Perspective: Biologic Formulation in a Self-driving Biomaterials Lab
Biologics such as monoclonal antibodies (mAbs) and RNA therapeutics have revolutionized standard of care but present stability challenges due to their fragile structure. This is particularly true considering the demanding manufacturing, storage, distribution, and administration requirements that far exceed the otherwise stable biological environment from which they are derived.

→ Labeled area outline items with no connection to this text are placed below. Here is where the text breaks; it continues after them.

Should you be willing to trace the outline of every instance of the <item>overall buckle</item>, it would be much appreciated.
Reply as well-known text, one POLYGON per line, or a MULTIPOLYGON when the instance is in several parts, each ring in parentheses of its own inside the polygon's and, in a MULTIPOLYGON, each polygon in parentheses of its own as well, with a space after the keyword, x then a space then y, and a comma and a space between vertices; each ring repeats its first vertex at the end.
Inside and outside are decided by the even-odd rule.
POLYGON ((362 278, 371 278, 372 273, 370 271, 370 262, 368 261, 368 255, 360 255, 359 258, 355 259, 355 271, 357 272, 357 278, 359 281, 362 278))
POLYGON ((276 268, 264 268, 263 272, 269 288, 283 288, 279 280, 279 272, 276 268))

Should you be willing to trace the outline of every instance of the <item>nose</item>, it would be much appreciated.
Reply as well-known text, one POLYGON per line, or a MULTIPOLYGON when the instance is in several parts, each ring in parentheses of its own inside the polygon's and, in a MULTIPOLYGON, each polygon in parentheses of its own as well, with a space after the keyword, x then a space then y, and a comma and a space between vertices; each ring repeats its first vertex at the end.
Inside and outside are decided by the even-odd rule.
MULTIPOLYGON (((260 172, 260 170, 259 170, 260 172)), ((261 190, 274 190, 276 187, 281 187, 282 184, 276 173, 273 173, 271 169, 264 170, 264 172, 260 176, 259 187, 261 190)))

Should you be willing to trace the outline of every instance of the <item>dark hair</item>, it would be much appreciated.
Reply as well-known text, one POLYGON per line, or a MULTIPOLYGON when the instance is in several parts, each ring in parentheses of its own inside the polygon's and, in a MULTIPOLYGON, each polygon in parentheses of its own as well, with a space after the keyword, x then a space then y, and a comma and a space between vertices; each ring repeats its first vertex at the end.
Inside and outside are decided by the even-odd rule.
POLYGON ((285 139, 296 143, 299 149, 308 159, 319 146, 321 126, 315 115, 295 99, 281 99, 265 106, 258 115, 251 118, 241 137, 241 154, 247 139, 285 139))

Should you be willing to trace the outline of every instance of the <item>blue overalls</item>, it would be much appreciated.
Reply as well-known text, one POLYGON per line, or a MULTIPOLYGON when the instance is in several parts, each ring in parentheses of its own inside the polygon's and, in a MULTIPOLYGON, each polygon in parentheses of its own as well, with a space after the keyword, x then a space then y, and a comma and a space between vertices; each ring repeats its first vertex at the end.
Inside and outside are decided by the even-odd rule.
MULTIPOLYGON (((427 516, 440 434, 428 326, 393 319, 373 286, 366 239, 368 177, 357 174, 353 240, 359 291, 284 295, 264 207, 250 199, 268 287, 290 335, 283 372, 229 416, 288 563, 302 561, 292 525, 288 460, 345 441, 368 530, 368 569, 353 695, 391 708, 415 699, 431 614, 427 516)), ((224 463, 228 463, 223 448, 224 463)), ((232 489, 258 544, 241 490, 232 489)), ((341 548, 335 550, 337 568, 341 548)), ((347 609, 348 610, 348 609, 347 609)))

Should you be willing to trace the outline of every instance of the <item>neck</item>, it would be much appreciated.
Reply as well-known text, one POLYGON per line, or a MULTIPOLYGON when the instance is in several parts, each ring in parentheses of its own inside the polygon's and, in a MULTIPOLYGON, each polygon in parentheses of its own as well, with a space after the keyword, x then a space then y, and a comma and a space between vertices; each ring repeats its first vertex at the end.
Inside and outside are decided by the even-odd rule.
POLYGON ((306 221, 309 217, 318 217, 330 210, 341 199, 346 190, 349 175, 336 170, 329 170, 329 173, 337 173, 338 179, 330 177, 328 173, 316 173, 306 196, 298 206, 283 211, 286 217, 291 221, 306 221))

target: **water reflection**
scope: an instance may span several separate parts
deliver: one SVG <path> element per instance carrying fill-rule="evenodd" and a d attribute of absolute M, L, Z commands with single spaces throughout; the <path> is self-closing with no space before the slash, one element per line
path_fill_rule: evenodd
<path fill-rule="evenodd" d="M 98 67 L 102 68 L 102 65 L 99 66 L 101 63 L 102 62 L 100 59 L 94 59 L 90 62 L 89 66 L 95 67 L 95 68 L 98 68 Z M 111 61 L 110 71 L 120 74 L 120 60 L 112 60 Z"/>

Adam Gormley (Rutgers University)
Biologics such as monoclonal antibodies (mAbs) and RNA therapeutics have revolutionized standard of care but present stability challenges due to their fragile structure. This is particularly true considering the demanding manufacturing, storage, distribution, and administration requirements that far exceed the otherwise stable biological environment from which they are derived. Therefore, the pharmaceutical industry routinely implements a suite of experiments to optimize formulations using a standard set of excipients that are known to enhance stability. While this process has been productive, the complexity of biologic-excipient interactions prevents an efficient transition to precise and tailored formulations. Recent advances in laboratory automation, high-throughput analytics, and artificial intelligence/machine learning (AI/ML) now provide a unique opportunity to fully automate the design process and provide next-generation formulations with remarkable durability. Here, a plan is put forth to develop a biomaterials acceleration platform (BioMAP) (i.e., self-driving biomaterials lab) focused initially on biologic formulation.